Direktur Eksekutif Center of Economic and Law Studies (CELIOS), Bhima Yudhistira, mengkritisi kebijakan ini. Menurutnya, kenaikan PPN akan berdampak luas pada konsumsi masyarakat.
"Bahkan detergen dan sabun mandi, apakah dikategorikan juga sebagai barang orang mampu? Narasi pemerintah semakin kontradiksi dengan keberpihakan pajak," ujar Bhima dalam keterangan tertulis pada 18 Desember 2024.
Bhima menambahkan, kenaikan PPN menjadi 12% tidak akan berkontribusi signifikan terhadap penerimaan pajak.

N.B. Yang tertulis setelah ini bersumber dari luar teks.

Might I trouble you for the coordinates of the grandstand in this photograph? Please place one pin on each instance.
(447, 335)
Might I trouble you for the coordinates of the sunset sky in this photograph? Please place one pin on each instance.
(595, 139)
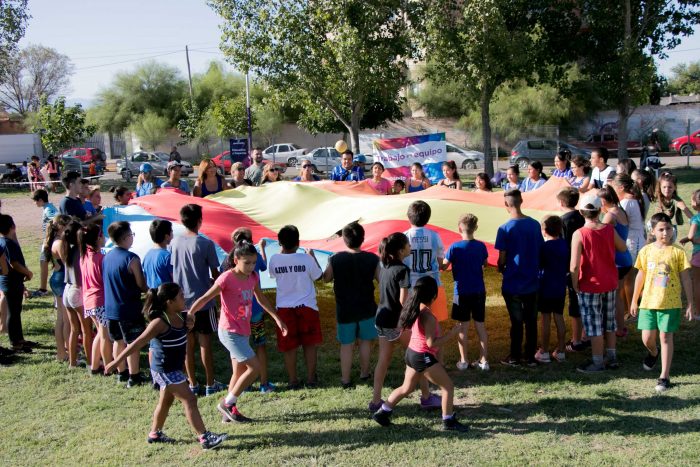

Sebaliknya, hal ini dapat melemahkan konsumsi masyarakat, yang pada gilirannya mempengaruhi penerimaan pajak lain seperti Pajak Penghasilan (PPh) badan dan PPh 21.
Selain itu, Bhima menyoroti bahwa insentif yang diberikan pemerintah, seperti diskon tarif listrik 50% dan bantuan beras 10 kg, hanya berlaku selama dua bulan. Menurutnya, kebijakan ini cenderung berorientasi jangka pendek dan tidak memberikan solusi yang berarti bagi masyarakat.
Pemerintah berdalih bahwa kenaikan PPN ini merupakan amanat Undang-Undang yang harus dilaksanakan. Namun, para ekonom khawatir bahwa kebijakan ini akan semakin memberatkan masyarakat kelas menengah ke bawah, terutama di tengah kondisi ekonomi yang belum sepenuhnya pulih.
Dengan demikian, masyarakat diharapkan dapat mempersiapkan diri menghadapi kenaikan PPN ini dan mempertimbangkan dampaknya terhadap pengeluaran sehari-hari.